Seen by civilizations around the world, the supernova was said to be about a quarter as bright as the moon by contemporary Egyptian doctor and astronomer Ali ibn Ridwan.

But a search for a star that could have exploded at this time has come up a blank.

“We have conducted an exhaustive exploration of the area around where the explosion of the supernova of 1006 occurred and have found nothing, which invites us to think that this event was probably the result of a collision and merger of two white dwarf stars of similar mass,” says Instituto de Astrofísica de Canarias researcher Jonay González Hernández.

Binary systems of this type can be formed by a white dwarf and a normal stellar companion that contributes enough matter for it to reach a critical mass of 1.4 times the mass of the sun, the so-called Chandrasekhar limit. Once this mass is reached, the stars explode in a supernova.
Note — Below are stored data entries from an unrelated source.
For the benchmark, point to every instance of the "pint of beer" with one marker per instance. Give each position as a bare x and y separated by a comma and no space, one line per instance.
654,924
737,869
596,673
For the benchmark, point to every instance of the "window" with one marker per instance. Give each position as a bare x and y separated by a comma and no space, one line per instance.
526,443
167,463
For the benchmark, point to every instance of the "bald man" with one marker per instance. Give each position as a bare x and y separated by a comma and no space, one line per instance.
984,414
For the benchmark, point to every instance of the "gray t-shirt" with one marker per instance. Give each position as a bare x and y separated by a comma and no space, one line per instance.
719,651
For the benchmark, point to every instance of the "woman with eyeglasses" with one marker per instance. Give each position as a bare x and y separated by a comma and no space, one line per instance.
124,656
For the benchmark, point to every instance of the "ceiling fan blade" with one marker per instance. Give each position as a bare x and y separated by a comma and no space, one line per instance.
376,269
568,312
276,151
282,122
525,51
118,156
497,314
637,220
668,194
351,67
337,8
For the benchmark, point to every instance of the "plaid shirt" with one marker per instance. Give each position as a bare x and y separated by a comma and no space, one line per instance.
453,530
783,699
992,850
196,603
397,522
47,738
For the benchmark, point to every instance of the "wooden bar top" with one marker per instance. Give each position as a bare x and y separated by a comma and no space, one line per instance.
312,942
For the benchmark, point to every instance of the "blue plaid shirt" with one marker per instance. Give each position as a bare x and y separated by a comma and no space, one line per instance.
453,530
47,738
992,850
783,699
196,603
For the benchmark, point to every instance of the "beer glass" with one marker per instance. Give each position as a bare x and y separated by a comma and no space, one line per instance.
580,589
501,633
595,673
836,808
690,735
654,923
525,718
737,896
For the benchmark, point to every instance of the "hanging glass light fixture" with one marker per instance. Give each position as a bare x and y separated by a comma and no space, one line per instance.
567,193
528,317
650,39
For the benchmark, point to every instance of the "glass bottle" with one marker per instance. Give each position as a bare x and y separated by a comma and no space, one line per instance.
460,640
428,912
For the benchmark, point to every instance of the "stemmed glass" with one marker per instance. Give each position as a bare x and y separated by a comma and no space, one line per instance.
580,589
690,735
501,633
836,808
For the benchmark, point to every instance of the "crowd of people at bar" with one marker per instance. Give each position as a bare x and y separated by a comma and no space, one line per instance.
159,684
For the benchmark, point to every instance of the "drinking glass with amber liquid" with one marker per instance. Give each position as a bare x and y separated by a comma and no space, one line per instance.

Another possibility is that the system comprises two white dwarfs that eventually merge, creating a supernova. And this is more likely, says the team, as previous research has indicated that it’s a common cause of supernovae.

When a white dwarf’s mass reaches the Chandrasekhar limit, it tends to expel all its matter, leaving nothing behind – the situation the astronomers have observed.

“Analysis of the stars in the area of the explosion discarded them as possible companions of the progenitor star of the supernova of 1006,” says González Hernández.

“Only four giant stars are found at the same distance as the remnant of the supernova of 1006, some 7,000 light years from Earth, but the numerical simulations do not predict a companion of these characteristics.”

The researchers now plan to turn their attention to another famous supernova, Kepler’s supernova of 1604.